To illustrate what she was talking about, Mote used a series of six jars representing different disciplines of study, and ping pong balls as credits that need to be distributed into the different disciplines.
Mote said that ‘dual enrollment’ differs from ‘dual credit’ because with ‘dual enrollment’ a student takes classes at the Ivy Tech campus taught by Ivy Tech faculty.
“Without a dual enrollment partnership, your students cannot earn this first year of college,” Mote said. “While we know that dual credit is fantastic, that students are getting the opportunity to earn college credit; we also know when we look at the data that it is not enough.”
Mote said that nationally, Indiana ranks in the bottom 10 in states in terms of educational attainment.
Mote said that, in working with high school Principal Gregg Goewert and Director of Guidance Marla Edwards, it has been determined that there would be 15 incoming seniors (Class of 2016) next year who would benefit from this partnership; as well as between 24-28 incoming juniors (Class of 2017) who could benefit from this first year of partnership.
Her proposal was for the school corporation to purchase between 39-43 ‘seats’, based on those numbers, so that those students could attain dual enrollment credit by going to the Ivy Tech campus in Madison and taking classes there taught by Ivy Tech faculty members.
She told the board that she was asking for an investment:
n Tuition cost at Ivy Tech is $131.15 per credit hour. Starting with a Communication 101 class, which is three credit hours, that would mean that the class would cost $393.45 for one student to earn those three college credits.
n If the school corporation ‘bought’ 39 seats in that class, the cost to the school corporation would be $15,344.55. If the corporation purchased 43 seats, the cost would be $16,918.35.
n In addition to that, there is also a $60 technology fee that Mote said was “non negotiable”, and that it was a fee is charged by the college to maintain infrastructure, electronic and otherwise. With 39 seats, that would be an additional $2,340; and for 43 seats, that would be an additional $2,580.
n So, in total, for the school corporation to purchase 39 seats in a dual enrollment, three credit hour class, there would be a charge of $17,684.55; and for 43 seats the charge would be $19,498.35.
So, if the school corporation provided one three-credit course for students in the fall and another in the spring, for the 39 seats the total investment would be $35,369.10 and for the 43 seats would be $38,996.70.
The school board members asked about transportation; and Mote said that it would be the school corporation’s responsibility.
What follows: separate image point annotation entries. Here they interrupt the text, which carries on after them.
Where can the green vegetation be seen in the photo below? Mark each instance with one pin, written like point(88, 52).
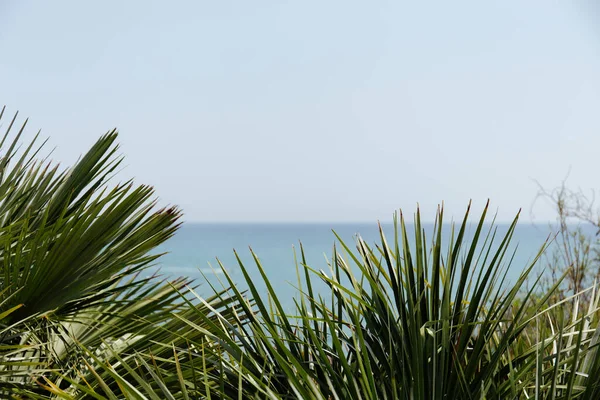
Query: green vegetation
point(412, 317)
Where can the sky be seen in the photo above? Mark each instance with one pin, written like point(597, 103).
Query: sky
point(280, 111)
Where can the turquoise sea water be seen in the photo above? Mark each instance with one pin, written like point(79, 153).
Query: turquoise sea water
point(195, 248)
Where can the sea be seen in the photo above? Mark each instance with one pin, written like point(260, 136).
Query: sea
point(199, 251)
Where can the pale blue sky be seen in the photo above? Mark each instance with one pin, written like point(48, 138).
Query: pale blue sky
point(316, 110)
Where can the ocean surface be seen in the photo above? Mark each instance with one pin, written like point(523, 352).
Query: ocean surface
point(195, 248)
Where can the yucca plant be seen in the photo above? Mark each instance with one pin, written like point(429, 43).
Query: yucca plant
point(420, 318)
point(72, 253)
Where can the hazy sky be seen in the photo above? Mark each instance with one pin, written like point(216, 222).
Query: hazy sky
point(316, 110)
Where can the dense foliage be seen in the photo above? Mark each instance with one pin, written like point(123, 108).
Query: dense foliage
point(412, 316)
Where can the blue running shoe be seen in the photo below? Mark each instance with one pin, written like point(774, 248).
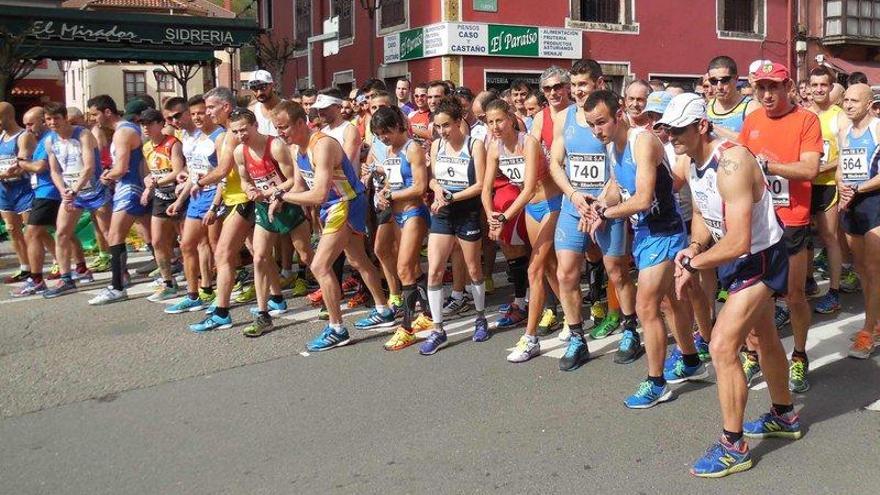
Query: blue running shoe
point(576, 354)
point(329, 339)
point(274, 308)
point(648, 395)
point(481, 330)
point(723, 458)
point(433, 343)
point(771, 425)
point(185, 305)
point(679, 372)
point(376, 319)
point(630, 347)
point(212, 322)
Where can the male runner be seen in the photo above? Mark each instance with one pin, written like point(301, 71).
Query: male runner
point(787, 140)
point(733, 208)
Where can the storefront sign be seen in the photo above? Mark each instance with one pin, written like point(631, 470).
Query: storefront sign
point(458, 38)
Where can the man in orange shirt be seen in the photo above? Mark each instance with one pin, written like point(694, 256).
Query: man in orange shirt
point(787, 140)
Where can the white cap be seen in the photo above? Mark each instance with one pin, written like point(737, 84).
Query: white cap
point(260, 77)
point(324, 101)
point(683, 110)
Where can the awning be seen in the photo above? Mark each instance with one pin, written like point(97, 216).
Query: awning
point(871, 69)
point(64, 34)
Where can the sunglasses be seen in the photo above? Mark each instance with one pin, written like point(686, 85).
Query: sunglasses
point(723, 80)
point(555, 87)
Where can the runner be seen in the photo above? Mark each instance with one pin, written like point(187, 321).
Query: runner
point(458, 166)
point(859, 185)
point(733, 208)
point(787, 140)
point(643, 181)
point(75, 167)
point(326, 179)
point(125, 174)
point(164, 158)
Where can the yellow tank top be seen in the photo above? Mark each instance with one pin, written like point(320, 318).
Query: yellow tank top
point(828, 121)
She also said that the school board could design a program where students/parents shared in the cost of the dual enrollment classes, because of the savings that the parents will see compared to paying for their student to be on a college campus taking those classes.
The school board asked for more time to consider the proposal; and will take up the matter again at an ‘open working session’ that is being planned sometime before the board’s next regular meeting in May, but a time and date have not yet been set.